Posté le 17.10.2020 à 18h08
Plus tôt dans la journée, ils ont évoqué leur cinéma au Théâtre des Célestins. Les « frères » ont invité deux personnes à s’exprimer sur scène, au nom des milliers de précaires de l’hôtellerie, de la restauration, etc. menacés par la situation sanitaire.

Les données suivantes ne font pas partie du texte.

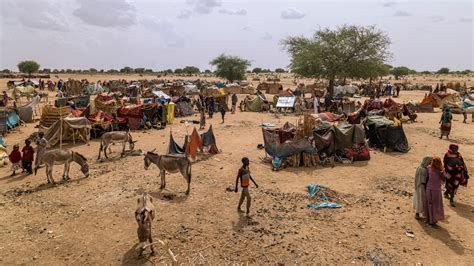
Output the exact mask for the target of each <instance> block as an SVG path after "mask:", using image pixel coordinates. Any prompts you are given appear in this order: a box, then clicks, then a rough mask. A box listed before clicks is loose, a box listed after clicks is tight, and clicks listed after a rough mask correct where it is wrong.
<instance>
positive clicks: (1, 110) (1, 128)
mask: <svg viewBox="0 0 474 266" xmlns="http://www.w3.org/2000/svg"><path fill="white" fill-rule="evenodd" d="M19 124H20V117H19V116H18V114H17V113H16V112H15V110H13V109H11V108H0V133H3V132H8V131H9V130H10V129H12V128H14V127H16V126H18V125H19Z"/></svg>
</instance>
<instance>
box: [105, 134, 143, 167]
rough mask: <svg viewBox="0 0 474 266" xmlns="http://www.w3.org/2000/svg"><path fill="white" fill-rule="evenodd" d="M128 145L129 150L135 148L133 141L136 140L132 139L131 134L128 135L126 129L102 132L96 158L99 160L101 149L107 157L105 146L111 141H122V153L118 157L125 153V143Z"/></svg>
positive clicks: (106, 157)
mask: <svg viewBox="0 0 474 266" xmlns="http://www.w3.org/2000/svg"><path fill="white" fill-rule="evenodd" d="M127 142H128V145H129V147H130V150H133V149H134V148H135V143H136V142H137V141H133V139H132V135H130V132H127V131H112V132H107V133H104V134H103V135H102V137H101V139H100V149H99V157H98V158H97V159H98V160H100V154H101V152H102V151H104V154H105V158H107V159H108V158H109V157H108V156H107V148H108V147H109V145H110V144H111V143H122V153H121V155H120V157H123V156H124V155H125V145H126V144H127Z"/></svg>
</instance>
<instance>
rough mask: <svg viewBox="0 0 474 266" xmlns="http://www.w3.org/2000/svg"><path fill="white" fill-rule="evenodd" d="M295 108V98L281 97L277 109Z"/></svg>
mask: <svg viewBox="0 0 474 266" xmlns="http://www.w3.org/2000/svg"><path fill="white" fill-rule="evenodd" d="M294 106H295V97H279V98H278V102H277V108H292V107H294Z"/></svg>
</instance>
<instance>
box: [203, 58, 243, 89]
mask: <svg viewBox="0 0 474 266" xmlns="http://www.w3.org/2000/svg"><path fill="white" fill-rule="evenodd" d="M210 64H211V65H212V66H215V67H216V76H218V77H221V78H225V79H227V80H228V81H230V82H231V83H232V82H234V80H242V79H243V78H244V76H245V70H247V68H248V67H249V66H250V61H248V60H246V59H242V58H240V57H237V56H228V55H225V54H221V55H219V56H218V57H216V58H214V59H213V60H212V61H211V62H210Z"/></svg>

Copyright Institut Lumière / Romane Reigneaud - Jean-Luc Mège Photography
Luc Dardenne
Peu de choses ont changé depuis Rosetta. Depuis que le film est sorti en 1998, l’inégalité sociale est restée très forte, en France comme en Belgique. L’humiliation ressentie par celui qui est exclu de la communauté du travail, et de la communauté humaine tout simplement, est encore là.
Jean-Pierre Dardenne
Nous ne faisons pas un cinéma militant à proprement parler. Nous nous intéressons à la singularité de chaque présence que nous filmons, nos personnages ne sont jamais des représentants car ils ne sont les représentants que d’eux mêmes.
Luc
Nous souhaitons que notre film aime le spectateur, que celui-ci devienne Rosetta, qu’il partage sa détresse au fur et à mesure que le film se déroule. En donnant pour cela une vraie existence au personnage, en le filmant de manière à ce qu’il ait une certaine autonomie, pour qu’il échappe au spectateur. Plus il vous échappe, plus vous êtes concerné par lui, plus vous vous sentez changer vous même. Que le spectateur devienne quelqu’un d’autre comme cette exclue de la société qu’est Rosetta. Qu’il ne puisse pas se débarrasser du personnage.
Luc
Techniquement, on part d’un fait divers, on parle d’un personnage que l’on pourrait mettre dans telle ou telle situation, et quand on sent qu’il y a quelque chose on réfléchit à une suite de scènes, à un moment d’action pour notre histoire. « Rosetta : on l’exclut de la société ». « Tue t-elle Riquet ? » On est heureux quand on a enfin le scénario. On fait ensuite notre casting ensemble, et l’on répète tous les deux pendant cinq semaines avec notre caméra vidéo, dans des décors déjà choisis où l’on imagine où sera tel ou tel mur etc. On découvre alors nos plans, on fait la « chorégraphie » du plan en présence de nos acteurs. On choisit les costumes et on est prêts pour commencer le tournage.
Jean-Pierre
Il y a un côté bricolage dans le cinéma qui est très amusant. Les accessoires sont loin d’être accessoires, et leur donner de la présence donne une immense intériorité. Le rôle des costumes est très important. Les comédiens se mettent dans une certitude quand ils se voient dans tel ou tel habit. Ça les assoit dans une image plus ou moins flatteuse de leur personnage. Or on aime les contredire, et se contredire entre nous, on adore ça. Car plus on est dans l’incertitude, plus on est dans l’instant présent et plus le spectateur s’identifie.
Luc
En gros on se voit mal soi-même.
Jean-Pierre
Exactement, c’est pour ça qu’il faut être deux. Parfois on ne sait même plus comment on s’appelle. Jean-Luc, Pierre ?
Luc
Le style vient en cherchant, aussi avec notre cadreur. Rosetta, nous nous placions derrière elle et essayions de la suivre, on n’était pas en avance sur son personnage. On ne sait pas où elle va, elle ne le sait pas elle-même, donc on construit le moins possible. Le jeune Ahmed fait la course vers la mort et personne ne va l’arrêter, donc on sait qu’on va le filmer dans une sorte de course.
Jean-Pierre
Dans notre mise en scène on essaie de donner une place à Rosetta, car elle ne trouve pas sa place dans la société. Elle n’a pas sa place dans le cadre. Il y a une espèce de vérité de la matière qui commence à prendre comme quand tu commences à pétrir une pâte qui ensuite lèvera. C’est un va-et-vient.
Jean-Pierre
Et il faut accepter que les choses vous échappent, que les raccords et les soudures vont être faits par le spectateur. Ce sont des obsessions que l’on a quand on travaille. Pialat appelait cela « être dans le cul des choses ». Nous, comme nous sommes belges, nous le disons plus poliment, mais c’est l’idée.